The cysteine proteinase that nineteen eighty-three Anastasi etc. isolates and purifies to obtain for the first time in egg white high-purity inhibits Agent, after be named as cystatin C.Also referred to as γ-trace of albumin or γ-postglobulin are a kind of low molecular weight, alkaline non-saccharide Change protein, molecular weight 13.3KD is made of 122 amino acid residues, can be generated by all karyocytes of body, generation rate It is constant.Cystatin C is a kind of secreted protein, is widely present in various body fluid, such as cerebrospinal fluid, saliva, urine, sperm, The wherein concentration highest in sperm and cerebrospinal fluid is minimum in urine.Cystatin C in circulation is clear only through glomerular filtration It removes, and in proximal convoluted tubule reabsorption, but blood is not returned to by complete metabolic breakdown after reabsorption.Cystatin C damages kidney function pre- The sensibility of survey is substantially better than creatinine clearance rate, is to evaluate the sensitive indicator of glomerular filtration rate (GFR), and it is in blood Concentration is infected, inflammatory, tumour and liver function influence, influenced by factors such as age, diet, genders also smaller, be one The ideal homology marker of kind reflection glomerular filtration rate variation.

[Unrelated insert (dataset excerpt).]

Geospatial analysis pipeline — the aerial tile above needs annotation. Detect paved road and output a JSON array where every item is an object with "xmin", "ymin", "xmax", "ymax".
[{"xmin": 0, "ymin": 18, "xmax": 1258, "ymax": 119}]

It is reported using the content existing research of latex enhancing immune turbidimetry for Determination cystatin C, such as Chinese patent (bulletin Number: a kind of cystatin C latex intensified CN105738617B) is disclosed than turbid detection kit, using major diameter polystyrene colloidal The mixture of newborn particle and minor diameter polystyrene latex particles is crosslinked anti-cystatin C antibody;And Chinese patent (notification number: CN103645323B a kind of cystatin C detection kit) is disclosed, it is coated poly- using goat-anti human cystatin C polyclonal antibody Cystatin C in styrene latex particle combination sample.These kits all inevitably will receive class in use The interference of the rheumatism factor (RF) etc., influences final testing result.
Summary of the invention
It is an object of the invention to provide a kind of cystatin C for deficiency existing for cystatin C kit in the prior art Assay kit, the pH by controlling reagent R1 are 3.0-4.0, sample rheumatoid in simple and effective removal kit use process Factor interference.
One object of the present invention is achieved through the following technical solutions: in a kind of simple and effective removal sample rheumatoid because The bladder chalone C determining reagent kit of son interference, the bladder chalone C determining reagent kit include reagent R1 and reagent R2, in which:
Reagent R1 is made of buffer, electrolyte, preservative, pH 3.0-4.0;
Reagent R2 is made of anti-human cystatin C antibody latex particle, buffer, inhibitor, protective agent, preservative, and pH is 7.0-8.0。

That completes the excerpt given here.